Simply put, all data creation and editing operations in GoatDB append new commits to the replicated commit graph. The commit graph is then synchronized in the background, in real-time, with other nodes in the network.

Each commit in the graph is signed with the private key of the node that created it. This enables the network to verify the graph and ensures that:

  1. All commits were created by known, trusted nodes.
  2. Each commit edited only what was allowed, effectively enforcing permissions retroactively. A commit that appears to perform unauthorized modifications is simply ignored by the network.

The length of the commit graph—that is, how much history is retained—determines the maximum supported offline period. For example, if configured to retain two weeks of history, clients can go offline for up to two weeks and still rejoin the network and merge their offline edits.

An example of a real world commit graph being edited by two users in realtime

Creation Process

When creating a new commit, a node follows the procedure below:

  1. Capture the state of the data in a commit format.
  2. Apply delta compression.
  3. Sign the result with the node’s private key.
  4. Write the new commit to the replicated graph.

Delta Compression

Like any other compression strategy, delta compression usually reduces the size of the data, but not always. Consider, for example, the case of deleting an entire document. Attempting to delta-compress it would result in the entire original document being encoded as the delta, whereas storing the actual empty document would obviously be more compact. Additionally, reading a delta-compressed commit incurs a small performance penalty, as the system needs to reapply the patches.

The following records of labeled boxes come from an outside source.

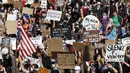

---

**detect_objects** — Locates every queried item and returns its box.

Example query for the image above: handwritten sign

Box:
[122,37,130,46]
[83,45,94,62]
[7,14,17,21]
[5,21,18,34]
[47,38,64,56]
[57,53,75,69]
[22,7,33,15]
[40,0,47,8]
[31,3,40,7]
[13,1,22,8]
[38,67,50,73]
[82,15,100,30]
[83,30,100,42]
[57,0,64,6]
[105,44,126,62]
[73,42,85,51]
[51,27,72,39]
[45,10,62,21]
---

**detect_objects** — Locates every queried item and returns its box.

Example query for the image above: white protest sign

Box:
[45,10,62,21]
[40,0,47,8]
[30,36,42,46]
[57,0,64,6]
[105,44,126,62]
[10,38,16,50]
[82,15,100,30]
[122,37,130,46]
[7,14,17,21]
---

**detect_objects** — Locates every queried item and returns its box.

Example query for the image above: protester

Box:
[0,0,130,73]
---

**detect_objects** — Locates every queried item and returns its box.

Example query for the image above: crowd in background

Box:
[0,0,130,73]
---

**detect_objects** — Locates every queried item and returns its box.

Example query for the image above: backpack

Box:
[118,15,123,24]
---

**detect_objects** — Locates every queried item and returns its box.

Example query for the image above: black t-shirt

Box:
[71,9,80,22]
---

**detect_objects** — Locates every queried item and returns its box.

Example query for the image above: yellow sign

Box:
[38,67,50,73]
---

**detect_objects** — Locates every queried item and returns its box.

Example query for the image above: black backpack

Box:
[118,15,123,24]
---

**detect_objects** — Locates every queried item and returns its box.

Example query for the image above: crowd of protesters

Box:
[0,0,130,73]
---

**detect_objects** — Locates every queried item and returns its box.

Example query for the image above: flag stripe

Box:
[21,43,30,55]
[23,41,33,54]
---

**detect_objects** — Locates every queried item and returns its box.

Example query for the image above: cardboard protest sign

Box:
[42,26,51,36]
[122,37,130,46]
[31,3,40,7]
[82,15,100,30]
[56,0,64,6]
[105,44,126,62]
[65,40,76,45]
[30,36,42,47]
[7,14,17,21]
[13,1,22,8]
[83,30,100,42]
[27,0,34,4]
[73,42,85,51]
[0,12,5,18]
[51,27,72,39]
[10,38,16,50]
[5,21,18,34]
[22,7,33,15]
[27,57,42,68]
[57,53,75,69]
[105,40,116,46]
[83,45,94,62]
[38,67,51,73]
[8,0,14,4]
[45,10,62,21]
[107,27,117,40]
[47,0,56,5]
[47,38,64,56]
[40,0,47,8]
[2,0,8,4]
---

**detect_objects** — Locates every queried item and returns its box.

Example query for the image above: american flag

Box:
[18,21,36,59]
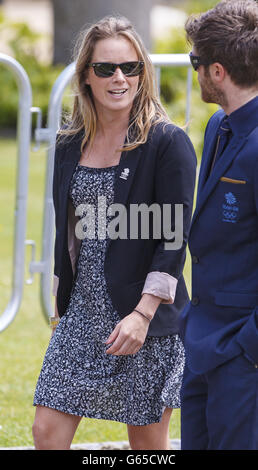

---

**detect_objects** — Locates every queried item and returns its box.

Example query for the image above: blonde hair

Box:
[60,16,169,150]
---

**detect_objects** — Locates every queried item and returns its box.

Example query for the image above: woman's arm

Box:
[106,126,196,355]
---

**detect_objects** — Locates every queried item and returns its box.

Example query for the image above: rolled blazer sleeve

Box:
[143,126,196,292]
[52,138,60,296]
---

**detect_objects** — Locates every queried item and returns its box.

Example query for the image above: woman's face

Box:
[86,36,139,114]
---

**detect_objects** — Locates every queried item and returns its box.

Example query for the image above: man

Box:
[181,0,258,450]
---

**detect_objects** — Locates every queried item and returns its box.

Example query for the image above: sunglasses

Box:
[87,61,144,78]
[189,52,211,71]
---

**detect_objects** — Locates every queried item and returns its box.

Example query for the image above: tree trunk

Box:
[52,0,153,64]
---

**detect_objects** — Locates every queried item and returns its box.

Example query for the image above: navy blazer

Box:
[53,123,196,336]
[180,98,258,373]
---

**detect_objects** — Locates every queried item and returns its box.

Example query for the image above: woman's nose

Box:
[113,67,125,81]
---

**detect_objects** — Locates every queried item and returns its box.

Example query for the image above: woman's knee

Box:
[32,417,52,449]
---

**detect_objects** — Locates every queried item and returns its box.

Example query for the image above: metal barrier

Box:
[0,54,32,331]
[0,54,192,331]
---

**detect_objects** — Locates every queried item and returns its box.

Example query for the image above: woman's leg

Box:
[32,406,81,450]
[127,408,173,450]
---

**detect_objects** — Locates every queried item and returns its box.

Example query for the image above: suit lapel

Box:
[198,123,220,194]
[114,146,142,205]
[192,136,246,224]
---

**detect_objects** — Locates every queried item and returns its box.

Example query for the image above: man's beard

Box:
[200,69,228,108]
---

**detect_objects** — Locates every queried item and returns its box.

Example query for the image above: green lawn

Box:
[0,139,190,447]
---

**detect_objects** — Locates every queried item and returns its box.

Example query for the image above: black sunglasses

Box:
[87,61,144,78]
[189,52,211,71]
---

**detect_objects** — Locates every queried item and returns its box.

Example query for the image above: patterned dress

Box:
[34,164,184,425]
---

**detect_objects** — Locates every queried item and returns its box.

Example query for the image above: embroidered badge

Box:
[119,168,130,180]
[222,192,239,224]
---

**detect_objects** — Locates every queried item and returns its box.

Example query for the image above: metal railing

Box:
[0,54,192,331]
[0,54,32,331]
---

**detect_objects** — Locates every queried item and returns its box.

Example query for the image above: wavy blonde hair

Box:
[60,16,169,150]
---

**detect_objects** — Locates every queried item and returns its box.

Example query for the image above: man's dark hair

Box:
[185,0,258,88]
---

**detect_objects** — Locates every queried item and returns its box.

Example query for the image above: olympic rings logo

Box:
[223,211,237,220]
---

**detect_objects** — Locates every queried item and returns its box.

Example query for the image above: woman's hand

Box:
[106,311,150,356]
[106,294,161,356]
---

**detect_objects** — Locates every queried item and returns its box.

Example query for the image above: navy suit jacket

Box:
[180,98,258,373]
[53,123,196,336]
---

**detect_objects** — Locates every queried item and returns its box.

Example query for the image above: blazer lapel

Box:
[114,146,142,205]
[198,123,220,194]
[192,136,246,223]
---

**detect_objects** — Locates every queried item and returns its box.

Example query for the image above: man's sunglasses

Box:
[87,61,144,78]
[189,52,211,71]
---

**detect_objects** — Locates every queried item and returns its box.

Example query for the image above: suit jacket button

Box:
[192,297,200,305]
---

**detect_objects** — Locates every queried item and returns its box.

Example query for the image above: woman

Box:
[33,17,196,449]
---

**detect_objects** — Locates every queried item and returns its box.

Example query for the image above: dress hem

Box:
[33,401,180,426]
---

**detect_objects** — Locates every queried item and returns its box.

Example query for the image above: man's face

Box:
[193,48,228,106]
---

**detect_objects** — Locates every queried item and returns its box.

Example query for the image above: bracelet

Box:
[49,317,60,330]
[134,308,151,323]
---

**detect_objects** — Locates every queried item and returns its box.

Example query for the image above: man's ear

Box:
[210,62,226,83]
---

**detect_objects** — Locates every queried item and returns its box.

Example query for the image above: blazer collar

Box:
[63,133,142,205]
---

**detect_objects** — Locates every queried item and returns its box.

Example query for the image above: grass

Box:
[0,138,190,447]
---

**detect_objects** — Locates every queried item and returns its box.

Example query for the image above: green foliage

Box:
[0,13,63,128]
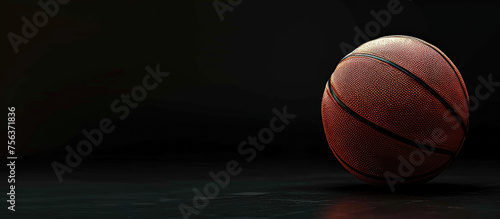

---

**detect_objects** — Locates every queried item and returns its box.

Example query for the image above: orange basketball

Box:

To balance these processes, GoatDB’s implementation first computes a delta-compressed commit and then compares it with the original full snapshot commit. Only if the delta representation is smaller than a predetermined, fixed threshold will it be used; otherwise, the full snapshot will be chosen instead.

Intuitively, one might be tempted to compute deltas from the previous commit, potentially creating a long chain of delta commits. This approach hurts read performance since, to decompress the latest commit, the system must first decompress all of its ancestors. Instead, GoatDB computes deltas relative to the last known full commit.

For example, consider the chain of commits:

A < B < C

Here, A is a full snapshot, while B and C are delta-compressed. B computes its patches relative to A, and C also computes its patches relative to A. This ensures that when reading delta-compressed commits, the reader needs to consider only one other commit. Because this base commit is likely shared by other delta-compressed commits, it is a good candidate for caching.

Another potential issue with delta compression is the loss of the base version. If the base version is lost or corrupted, the entire chain of dependent commits becomes unreadable. To mitigate this risk, GoatDB periodically (approximately every 20 commits) enforces the creation of a full snapshot commit, even if delta compression would otherwise be more efficient. This increases the system’s reliability by avoiding long chains of delta-compressed commits, at the cost of minimal performance overhead.